Marriage isn’t about love, it’s about tolerance. Ever
notice how "I love you" is usually followed by "let’s have kids"? Love
is just a chemical reaction in our brains designed to trigger the
instinct to breed. Procreate. Hardwired into our souls. Of course there
are those out there who have an excellent poker face and lie through
their teeth. They usually say "I’ll love you even when you’re old".
Whee.
Once you settle into the 7-12 year anniversary, things
start to change. That messiness you used to find cute starts to become
unbearable. The temper trantrums start happening more and more often.
Oh, and let’s not forget the complaining. Grumpy old people aren’t born
that way, they grow into it. And here we come to the real test of a
marriage. Just exactly how much can one tolerate the other? Love
conquers all? Love doesn’t make the piles of clothes lying lying all over the house disappear. Love doesn’t stop your significant other from
nagging (male or female, we all do it). Love doesn’t stop dirty dishes
piling up because someone doesn’t know how to pick up after themselves.
You can’t change other people, only yourself.
And so you do,
what was completely intolerable when you were single starts becoming
tolerable. When two people can find a middle ground between their
different personalities then a marriage can work. That’s marriage.
Tolerating the other half because you like their company. You enjoy
being around them. They make you feel like you don’t need anything or anyone else. I’m not saying it’s impossible, but I’m not saying
it’s a cake walk either. It takes work. Effort. Everyone hopes for a
person to change after marriage, some are just not prepared when that
change is a turn for the worse. Most newlyweds nowadays don’t even make
it past a year, and those that do end up silently hating each other
just because they’re too proud to admit they can’t stand each other and
get a divorce.
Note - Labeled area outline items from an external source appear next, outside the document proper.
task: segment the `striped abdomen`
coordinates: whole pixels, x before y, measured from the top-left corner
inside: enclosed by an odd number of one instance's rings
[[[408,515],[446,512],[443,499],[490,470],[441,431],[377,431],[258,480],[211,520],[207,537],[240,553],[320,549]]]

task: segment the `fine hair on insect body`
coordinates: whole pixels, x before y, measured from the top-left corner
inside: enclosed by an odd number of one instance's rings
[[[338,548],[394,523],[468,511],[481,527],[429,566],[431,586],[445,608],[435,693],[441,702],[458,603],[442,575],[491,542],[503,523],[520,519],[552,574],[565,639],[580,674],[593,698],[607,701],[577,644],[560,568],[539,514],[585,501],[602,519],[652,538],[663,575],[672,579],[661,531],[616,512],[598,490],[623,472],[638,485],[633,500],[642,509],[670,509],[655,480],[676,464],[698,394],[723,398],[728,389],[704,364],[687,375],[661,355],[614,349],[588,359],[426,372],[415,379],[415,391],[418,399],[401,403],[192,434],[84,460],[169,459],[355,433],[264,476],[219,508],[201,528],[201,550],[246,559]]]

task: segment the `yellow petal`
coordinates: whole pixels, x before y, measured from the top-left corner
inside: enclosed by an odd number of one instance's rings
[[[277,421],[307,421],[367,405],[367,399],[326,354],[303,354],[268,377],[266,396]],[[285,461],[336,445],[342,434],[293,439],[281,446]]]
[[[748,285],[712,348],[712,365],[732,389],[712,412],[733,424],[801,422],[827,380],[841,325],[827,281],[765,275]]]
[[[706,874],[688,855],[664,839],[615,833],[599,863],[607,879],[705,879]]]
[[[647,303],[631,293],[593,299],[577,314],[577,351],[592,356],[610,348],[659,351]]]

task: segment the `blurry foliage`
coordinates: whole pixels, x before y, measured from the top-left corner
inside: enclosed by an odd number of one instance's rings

Oh wait, I almost forgot the famous "we’re only together because of the kids" line.
What we see on TV is designed to entertain, give us a laugh, a tear. It truly is rare to see a happily married couple now. Those that have made it work, kudos! Keep it up. To those that can’t seem settle down without getting divorced in a year or two, maybe you should find someone who can accept you for who you are, not who you pretend to be.
After all, at the end of the day we all hope to sit on the porch with a loved one and watch the sunset together, stealing gazes at each other.
December 29th, 2006 at 10:10 am
Dont forget … many ppl get married just to have a decent supply of sex !
hahahahaha !
then they get divorced when they realise it dont feel good anymore…
February 7th, 2007 at 12:46 am
Ever wondered why prostitution is the world’s oldest profession?